Underdevelopment is not a stage of development but the result
of extending the capitalist system over the world. Integration
into that system brought about pauperization. Santos (33)
spoke of dependence as a situation in which the economy of
many a country is influenced by the other countries' expanding
economy. The dependence concerned is of a technological-industrial
nature. The industrial countries promote the exportation of
raw materials from developing countries and then influence
the prices to their advantage. The deformation of the economic
and social system leads to structural heterogeneity: rich
elites beside marginal masses, whereby a reform is prevented
by the rich people's similar interests in the central place
and in the periphery.
The role of agriculture in this new way of thinking is somewhat
hazy due to the high degree of abstraction. Underlining local
needs and retaining traditional economies mean, finally, supporting
the rural regions. However, it is not said how the relations
between the central place and the periphery, which also exist
within the developing countries, should be changed. Just as
little consideration is given to the technological innovations
and the particularities of the agrarian production process.

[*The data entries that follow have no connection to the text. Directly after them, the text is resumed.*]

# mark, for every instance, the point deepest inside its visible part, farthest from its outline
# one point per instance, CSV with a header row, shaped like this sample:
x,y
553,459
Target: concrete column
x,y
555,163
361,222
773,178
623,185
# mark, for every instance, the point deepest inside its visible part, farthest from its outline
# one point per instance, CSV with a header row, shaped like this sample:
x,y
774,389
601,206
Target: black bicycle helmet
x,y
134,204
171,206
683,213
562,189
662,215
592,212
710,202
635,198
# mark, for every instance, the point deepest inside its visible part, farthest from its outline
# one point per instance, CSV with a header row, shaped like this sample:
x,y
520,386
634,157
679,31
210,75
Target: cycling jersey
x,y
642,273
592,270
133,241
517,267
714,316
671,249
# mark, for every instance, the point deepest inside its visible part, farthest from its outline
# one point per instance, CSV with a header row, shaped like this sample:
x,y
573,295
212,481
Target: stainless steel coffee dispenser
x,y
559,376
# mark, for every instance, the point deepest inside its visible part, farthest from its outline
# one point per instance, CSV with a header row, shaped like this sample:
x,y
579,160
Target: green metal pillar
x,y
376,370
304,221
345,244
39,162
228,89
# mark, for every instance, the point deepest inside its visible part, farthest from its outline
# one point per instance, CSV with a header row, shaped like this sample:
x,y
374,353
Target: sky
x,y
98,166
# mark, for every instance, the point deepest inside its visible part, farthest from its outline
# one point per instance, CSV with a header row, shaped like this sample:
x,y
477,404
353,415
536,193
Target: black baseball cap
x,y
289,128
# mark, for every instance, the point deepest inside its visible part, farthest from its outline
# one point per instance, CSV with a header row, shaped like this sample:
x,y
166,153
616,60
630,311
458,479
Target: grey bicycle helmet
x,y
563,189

Towards the end of the first development decade, a scientist
developed a new trend of thought which was to become the core
of the second development decade. Ishikawa (14) said in 1968
that the industrial countries' past experiences could not
be a doctrine for today's developing countries because the
framework conditions were totally different. He particularly
emphasized the population increase and the demographic pressure
in several countries. These aspects had actually been neglected
hitherto. The efforts towards development made until then
had, of course, not remained without success: from 1950 to
1965, the developing countries could quote an annual increase
of 1.2 to 1.4 % of their per capita income. This was no poor
achievement in comparison with England, where the increase
from 1800 to 1950 had been 1,2 % on the average. Food production
had also increased considerably. The significant cause of
disappointment as to the success of development was not the
false objectives but the failure to consider the population
increase. Moreover, the one-sided objective of growth turned
out to be questionable.
If Dovring (7) had, as early as 1954, pointed out the fact
that, in the case of a considerable population increase, rapid
industrialization would also cause an increase in the number
of agricultural workers, Ishikawa (14) now posed the question:
How can these people be productively employed? It is no longer
a question of removing a 'surplus' as postulated by Lewis
(21) and Nurkse (27). The question is no longer how can an
area be cultivated by a few workers but rather how can more
workers work productively in that area.
The first development decade brought little to the really
poor. It is true that the .Green Revolution' prevented, through
an additional supply, a further increase in the prices of
staple food. However, agricultural development was still understood
in terms of production increase by small and medium farms.
Thus, the really poor were excluded. There is no doubt that
small farm owners often live in very straitened circumstances.
However, the real poor, the landless casual labourers and
small tenants, to whom no resources except their working capacity
are available, live below that level.